I got an email late last night. A math teacher in her first year on Long Island, successfully landing 4 college Stats class and an advanced Calculus one. I had this student as a sophomore in an introductory class, then in a content literacy class, followed by a research class and then her capstone. When I have the math brainiacs, I simply hold my breath and I hope I make sense to them (I mean, I used to love math, but I didn't pursue it after high school, so I'm lost at the complexities of what they know how to do). In my head, I imagine it is the math faculty they're drawn to and that a mind like mine is outrageous and annoying. 

Not for this student. I received an email that basically wanted to thank me for filling her head in all my classes and how so much of what I had to say was at the basis of what she hopes to accomplish as a classroom teacher. She's confident she'll succeed, although she's scared, but already in the first two weeks, "I've been channeling you, Crandall."

Then, later in the day I found a note in my office from two years ago (one left under my door)...another student going into her senior year, simply wanting me to know that she wishes she took more of my classes, as she keeps thinking about what she learned from me in her sophomore year. "Yes, I'm writing by hand and I know that it is weird, but you're on my mind and I wanted to say thank you. My other classes are very much unlike yours, and that is why I'm thinking about how much I learned from you. I hope I can take you again."

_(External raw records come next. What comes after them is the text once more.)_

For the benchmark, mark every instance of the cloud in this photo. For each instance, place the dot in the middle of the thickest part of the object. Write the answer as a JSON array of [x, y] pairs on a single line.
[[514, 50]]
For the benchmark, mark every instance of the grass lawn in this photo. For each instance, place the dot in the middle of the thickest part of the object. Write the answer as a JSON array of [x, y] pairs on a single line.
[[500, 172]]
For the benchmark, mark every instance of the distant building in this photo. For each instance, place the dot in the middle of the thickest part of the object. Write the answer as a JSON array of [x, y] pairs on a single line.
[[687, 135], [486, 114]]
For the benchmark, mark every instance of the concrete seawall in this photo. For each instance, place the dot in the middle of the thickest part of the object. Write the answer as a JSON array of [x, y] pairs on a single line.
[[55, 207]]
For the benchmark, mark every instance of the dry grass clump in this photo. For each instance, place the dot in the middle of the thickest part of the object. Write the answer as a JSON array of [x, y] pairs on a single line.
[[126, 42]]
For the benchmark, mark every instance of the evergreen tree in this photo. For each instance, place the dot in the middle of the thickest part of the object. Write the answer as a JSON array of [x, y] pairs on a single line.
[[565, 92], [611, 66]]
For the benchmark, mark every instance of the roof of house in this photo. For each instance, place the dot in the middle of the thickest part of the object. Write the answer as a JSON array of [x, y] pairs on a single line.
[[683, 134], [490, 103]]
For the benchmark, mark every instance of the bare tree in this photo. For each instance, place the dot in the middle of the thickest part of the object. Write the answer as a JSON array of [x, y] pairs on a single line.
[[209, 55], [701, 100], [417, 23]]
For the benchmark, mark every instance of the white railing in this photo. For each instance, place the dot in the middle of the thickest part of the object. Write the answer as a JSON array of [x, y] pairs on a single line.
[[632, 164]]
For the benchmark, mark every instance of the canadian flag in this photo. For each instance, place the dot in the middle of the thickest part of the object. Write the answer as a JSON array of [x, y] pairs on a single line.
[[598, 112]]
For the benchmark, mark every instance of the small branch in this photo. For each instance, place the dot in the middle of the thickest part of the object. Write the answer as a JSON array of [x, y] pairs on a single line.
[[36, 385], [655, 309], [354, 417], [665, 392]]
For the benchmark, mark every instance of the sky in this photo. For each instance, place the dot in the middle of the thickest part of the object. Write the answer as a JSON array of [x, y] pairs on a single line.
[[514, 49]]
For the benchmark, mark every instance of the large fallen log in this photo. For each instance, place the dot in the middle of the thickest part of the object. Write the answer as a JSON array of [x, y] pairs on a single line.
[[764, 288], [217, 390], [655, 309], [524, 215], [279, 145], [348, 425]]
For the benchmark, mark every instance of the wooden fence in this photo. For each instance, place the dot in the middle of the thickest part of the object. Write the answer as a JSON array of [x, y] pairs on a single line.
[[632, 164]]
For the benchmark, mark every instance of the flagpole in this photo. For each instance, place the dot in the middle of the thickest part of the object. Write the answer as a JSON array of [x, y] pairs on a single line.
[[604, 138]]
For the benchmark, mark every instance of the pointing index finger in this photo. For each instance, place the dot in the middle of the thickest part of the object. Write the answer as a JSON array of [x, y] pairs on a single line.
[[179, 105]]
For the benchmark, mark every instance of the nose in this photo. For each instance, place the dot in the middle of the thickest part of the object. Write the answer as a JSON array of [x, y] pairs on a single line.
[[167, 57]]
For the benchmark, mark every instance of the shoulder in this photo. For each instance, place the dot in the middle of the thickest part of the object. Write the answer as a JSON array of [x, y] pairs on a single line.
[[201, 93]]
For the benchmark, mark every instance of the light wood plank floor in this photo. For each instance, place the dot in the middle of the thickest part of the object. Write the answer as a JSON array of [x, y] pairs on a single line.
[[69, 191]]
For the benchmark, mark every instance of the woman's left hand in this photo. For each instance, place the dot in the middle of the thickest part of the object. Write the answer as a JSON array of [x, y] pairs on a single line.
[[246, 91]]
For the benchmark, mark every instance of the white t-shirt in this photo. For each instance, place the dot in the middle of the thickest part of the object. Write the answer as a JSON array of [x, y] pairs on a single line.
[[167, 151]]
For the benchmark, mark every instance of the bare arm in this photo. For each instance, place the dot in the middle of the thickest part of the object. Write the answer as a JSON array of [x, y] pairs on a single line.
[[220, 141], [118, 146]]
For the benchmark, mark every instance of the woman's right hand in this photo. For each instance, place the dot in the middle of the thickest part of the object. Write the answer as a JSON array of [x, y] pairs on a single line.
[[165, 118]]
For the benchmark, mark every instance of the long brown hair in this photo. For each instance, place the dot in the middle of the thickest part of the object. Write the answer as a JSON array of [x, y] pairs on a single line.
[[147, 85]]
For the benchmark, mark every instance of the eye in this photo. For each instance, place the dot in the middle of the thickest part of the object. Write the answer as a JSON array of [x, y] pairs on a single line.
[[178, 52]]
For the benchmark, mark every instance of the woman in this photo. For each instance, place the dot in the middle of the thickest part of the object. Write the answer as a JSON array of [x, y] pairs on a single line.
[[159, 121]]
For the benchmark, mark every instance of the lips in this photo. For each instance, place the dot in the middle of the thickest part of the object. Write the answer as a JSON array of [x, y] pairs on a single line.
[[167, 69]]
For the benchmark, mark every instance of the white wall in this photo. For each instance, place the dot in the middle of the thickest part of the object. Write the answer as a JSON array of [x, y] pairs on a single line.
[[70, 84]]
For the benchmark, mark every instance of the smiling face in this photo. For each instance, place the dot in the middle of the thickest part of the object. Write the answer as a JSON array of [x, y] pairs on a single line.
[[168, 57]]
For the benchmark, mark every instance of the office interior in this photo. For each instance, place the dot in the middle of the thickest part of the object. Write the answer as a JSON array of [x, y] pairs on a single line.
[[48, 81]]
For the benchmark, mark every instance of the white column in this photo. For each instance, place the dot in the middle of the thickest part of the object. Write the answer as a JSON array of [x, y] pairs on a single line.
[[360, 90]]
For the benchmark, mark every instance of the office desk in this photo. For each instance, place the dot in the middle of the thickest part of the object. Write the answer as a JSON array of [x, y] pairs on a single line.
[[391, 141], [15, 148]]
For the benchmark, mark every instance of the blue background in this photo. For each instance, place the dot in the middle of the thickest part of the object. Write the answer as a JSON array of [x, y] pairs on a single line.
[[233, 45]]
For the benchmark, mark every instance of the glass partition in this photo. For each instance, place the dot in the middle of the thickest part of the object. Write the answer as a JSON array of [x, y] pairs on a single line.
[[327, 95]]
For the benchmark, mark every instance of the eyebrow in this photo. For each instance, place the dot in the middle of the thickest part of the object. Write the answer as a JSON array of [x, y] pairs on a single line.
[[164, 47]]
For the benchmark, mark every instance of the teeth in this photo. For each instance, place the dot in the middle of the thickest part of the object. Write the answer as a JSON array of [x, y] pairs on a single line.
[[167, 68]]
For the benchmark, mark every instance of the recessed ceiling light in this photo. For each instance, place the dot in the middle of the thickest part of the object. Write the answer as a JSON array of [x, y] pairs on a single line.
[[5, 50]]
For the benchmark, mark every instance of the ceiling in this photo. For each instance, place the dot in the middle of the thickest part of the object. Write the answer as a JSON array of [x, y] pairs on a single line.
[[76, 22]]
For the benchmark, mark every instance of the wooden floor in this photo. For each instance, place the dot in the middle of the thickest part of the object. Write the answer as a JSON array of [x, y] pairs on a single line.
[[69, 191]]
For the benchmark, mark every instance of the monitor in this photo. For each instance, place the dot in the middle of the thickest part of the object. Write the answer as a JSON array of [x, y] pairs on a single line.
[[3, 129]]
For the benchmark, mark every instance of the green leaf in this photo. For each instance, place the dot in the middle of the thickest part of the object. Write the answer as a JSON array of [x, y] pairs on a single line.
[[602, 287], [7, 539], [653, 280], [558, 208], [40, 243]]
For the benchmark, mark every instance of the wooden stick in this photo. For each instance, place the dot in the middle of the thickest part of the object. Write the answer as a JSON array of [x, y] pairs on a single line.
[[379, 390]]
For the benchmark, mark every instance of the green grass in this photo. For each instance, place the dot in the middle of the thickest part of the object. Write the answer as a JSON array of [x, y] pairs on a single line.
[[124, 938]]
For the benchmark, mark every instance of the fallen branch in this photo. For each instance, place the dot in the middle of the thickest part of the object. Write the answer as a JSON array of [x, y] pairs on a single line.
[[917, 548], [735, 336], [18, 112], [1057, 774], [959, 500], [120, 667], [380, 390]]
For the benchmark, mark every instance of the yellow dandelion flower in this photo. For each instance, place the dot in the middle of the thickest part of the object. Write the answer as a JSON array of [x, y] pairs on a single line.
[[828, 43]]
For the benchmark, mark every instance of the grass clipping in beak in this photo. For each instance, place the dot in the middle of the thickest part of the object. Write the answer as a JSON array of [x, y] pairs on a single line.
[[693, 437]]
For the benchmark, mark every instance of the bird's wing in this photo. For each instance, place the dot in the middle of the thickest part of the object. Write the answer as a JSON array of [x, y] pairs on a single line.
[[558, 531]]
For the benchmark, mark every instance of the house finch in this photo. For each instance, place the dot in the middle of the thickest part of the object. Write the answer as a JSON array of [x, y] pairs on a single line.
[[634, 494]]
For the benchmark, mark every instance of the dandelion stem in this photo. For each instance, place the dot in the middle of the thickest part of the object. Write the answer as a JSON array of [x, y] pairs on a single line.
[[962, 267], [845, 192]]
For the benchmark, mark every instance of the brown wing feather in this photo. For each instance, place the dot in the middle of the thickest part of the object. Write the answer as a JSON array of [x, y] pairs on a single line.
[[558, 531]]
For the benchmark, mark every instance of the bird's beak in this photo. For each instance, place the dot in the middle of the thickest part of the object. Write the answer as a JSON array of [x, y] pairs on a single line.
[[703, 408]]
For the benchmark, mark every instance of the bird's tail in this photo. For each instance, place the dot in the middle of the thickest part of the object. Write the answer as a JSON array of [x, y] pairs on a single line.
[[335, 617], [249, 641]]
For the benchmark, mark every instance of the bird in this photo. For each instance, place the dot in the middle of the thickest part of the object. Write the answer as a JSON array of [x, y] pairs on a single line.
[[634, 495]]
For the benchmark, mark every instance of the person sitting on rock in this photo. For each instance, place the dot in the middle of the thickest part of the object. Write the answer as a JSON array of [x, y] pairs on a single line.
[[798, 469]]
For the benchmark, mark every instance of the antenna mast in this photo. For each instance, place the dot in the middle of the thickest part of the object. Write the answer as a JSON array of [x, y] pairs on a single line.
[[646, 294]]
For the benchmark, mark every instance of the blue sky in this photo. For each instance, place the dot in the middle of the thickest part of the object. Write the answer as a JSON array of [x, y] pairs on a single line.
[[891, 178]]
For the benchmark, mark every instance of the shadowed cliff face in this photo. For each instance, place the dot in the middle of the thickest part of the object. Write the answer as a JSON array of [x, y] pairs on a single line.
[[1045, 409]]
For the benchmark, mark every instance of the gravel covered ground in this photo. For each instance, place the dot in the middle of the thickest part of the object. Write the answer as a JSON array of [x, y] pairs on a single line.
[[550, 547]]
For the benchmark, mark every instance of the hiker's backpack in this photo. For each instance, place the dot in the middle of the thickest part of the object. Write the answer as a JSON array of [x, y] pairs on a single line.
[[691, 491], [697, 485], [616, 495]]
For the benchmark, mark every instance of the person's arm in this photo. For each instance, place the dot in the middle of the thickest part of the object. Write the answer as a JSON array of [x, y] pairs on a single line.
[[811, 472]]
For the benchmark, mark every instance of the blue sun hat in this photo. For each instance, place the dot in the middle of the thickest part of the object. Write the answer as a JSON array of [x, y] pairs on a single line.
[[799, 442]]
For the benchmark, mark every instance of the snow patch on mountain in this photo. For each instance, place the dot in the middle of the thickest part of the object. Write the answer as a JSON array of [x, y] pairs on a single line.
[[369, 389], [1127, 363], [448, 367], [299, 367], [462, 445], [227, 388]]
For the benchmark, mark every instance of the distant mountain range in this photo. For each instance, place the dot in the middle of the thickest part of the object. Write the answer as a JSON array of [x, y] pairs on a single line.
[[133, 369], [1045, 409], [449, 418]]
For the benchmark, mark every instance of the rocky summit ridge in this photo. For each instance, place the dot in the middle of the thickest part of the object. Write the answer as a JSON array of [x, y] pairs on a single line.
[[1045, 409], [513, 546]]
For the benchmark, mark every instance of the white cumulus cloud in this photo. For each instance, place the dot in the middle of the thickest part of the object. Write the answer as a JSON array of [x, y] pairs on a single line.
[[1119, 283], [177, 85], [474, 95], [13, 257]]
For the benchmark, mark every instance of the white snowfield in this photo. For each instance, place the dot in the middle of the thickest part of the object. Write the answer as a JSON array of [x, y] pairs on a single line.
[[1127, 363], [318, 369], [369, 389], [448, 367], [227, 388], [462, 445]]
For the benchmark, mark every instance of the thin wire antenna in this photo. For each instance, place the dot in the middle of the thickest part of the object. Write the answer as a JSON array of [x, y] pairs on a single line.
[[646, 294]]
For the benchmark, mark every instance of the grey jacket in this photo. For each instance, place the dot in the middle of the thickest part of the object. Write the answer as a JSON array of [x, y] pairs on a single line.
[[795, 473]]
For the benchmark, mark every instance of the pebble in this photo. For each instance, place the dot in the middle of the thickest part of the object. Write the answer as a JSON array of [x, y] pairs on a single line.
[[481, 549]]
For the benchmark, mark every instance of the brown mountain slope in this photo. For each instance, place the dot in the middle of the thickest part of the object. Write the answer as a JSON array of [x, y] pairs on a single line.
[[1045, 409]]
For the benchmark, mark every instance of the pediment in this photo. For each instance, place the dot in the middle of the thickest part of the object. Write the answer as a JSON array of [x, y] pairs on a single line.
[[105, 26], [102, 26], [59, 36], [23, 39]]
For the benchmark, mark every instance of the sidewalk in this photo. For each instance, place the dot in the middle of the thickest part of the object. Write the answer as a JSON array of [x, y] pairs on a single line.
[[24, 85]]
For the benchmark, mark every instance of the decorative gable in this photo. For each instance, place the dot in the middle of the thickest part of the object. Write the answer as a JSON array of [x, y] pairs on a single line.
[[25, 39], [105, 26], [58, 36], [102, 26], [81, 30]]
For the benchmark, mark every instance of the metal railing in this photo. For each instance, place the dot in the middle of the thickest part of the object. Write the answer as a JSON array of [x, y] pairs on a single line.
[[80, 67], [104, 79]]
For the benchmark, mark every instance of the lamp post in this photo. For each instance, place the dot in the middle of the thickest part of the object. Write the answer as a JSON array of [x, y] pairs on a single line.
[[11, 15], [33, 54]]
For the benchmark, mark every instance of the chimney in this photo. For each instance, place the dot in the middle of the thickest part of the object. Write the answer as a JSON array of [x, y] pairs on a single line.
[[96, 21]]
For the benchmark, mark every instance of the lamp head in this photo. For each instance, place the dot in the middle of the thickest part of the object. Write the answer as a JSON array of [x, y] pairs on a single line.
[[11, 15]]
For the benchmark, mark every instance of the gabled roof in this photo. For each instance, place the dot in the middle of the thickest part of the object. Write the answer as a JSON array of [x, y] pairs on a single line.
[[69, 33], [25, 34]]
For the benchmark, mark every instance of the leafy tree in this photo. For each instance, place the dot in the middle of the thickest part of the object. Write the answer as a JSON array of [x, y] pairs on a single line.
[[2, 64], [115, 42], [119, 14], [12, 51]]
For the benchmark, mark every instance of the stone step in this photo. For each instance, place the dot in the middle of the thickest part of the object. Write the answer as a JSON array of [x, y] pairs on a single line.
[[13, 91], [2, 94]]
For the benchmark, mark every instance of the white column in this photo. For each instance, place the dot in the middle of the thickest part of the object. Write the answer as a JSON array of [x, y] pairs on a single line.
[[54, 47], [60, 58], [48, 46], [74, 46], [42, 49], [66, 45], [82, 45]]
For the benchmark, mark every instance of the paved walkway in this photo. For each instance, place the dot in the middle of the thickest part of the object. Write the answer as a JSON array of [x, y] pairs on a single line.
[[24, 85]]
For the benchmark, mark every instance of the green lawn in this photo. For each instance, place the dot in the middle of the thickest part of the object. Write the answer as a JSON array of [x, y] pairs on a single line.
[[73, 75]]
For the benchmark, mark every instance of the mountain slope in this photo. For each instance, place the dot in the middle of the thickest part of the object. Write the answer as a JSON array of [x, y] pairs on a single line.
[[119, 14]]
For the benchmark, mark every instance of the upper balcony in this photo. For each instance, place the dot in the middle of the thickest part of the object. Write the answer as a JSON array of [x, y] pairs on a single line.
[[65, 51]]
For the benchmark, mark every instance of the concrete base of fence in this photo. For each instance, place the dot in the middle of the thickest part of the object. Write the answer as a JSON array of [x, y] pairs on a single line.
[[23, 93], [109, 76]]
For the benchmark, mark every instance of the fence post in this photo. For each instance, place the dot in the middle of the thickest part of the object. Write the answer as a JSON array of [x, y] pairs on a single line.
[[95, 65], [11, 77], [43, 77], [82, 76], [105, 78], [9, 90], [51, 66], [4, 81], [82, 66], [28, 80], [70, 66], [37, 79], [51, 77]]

I'm long past the days of (dare I say it) caring of what students think of my teaching because, as we used to say at the Brown School, "We're after something larger and we hope what we invest in you will stay with you for life." Ah, but who doesn't appreciate the notes and reflections when they come, especially in a profession that gets more challenging each and every year (with more hostility and frustrations)?

I'll take the notes. I wish I knew what it is that was so different from the others, but when they take a second to appreciate it, I am fueled. 

As I was leaving last night, another student heading into student teaching ran up to me and said, "I went home last night and cried, trying to find other careers with my undergraduate degree. This teaching one is going to be way too hard." 

I agreed, and assured her it's a career for the tough-minded, the flexible, and the one who commits to lifelong learning. It is true, 29 years in the profession that I look around and think, "What are these people doing? Thinking." I'm amazed by the choices of K-12 educators as well as those in colleges/universities.

It is the students, though, that fuel me. And I'm simply amazed at how many of them are willing to turn the other way and avoid them. Yet, they are the first to preach to others how it is done. 

I guess this is simply the nature of the field.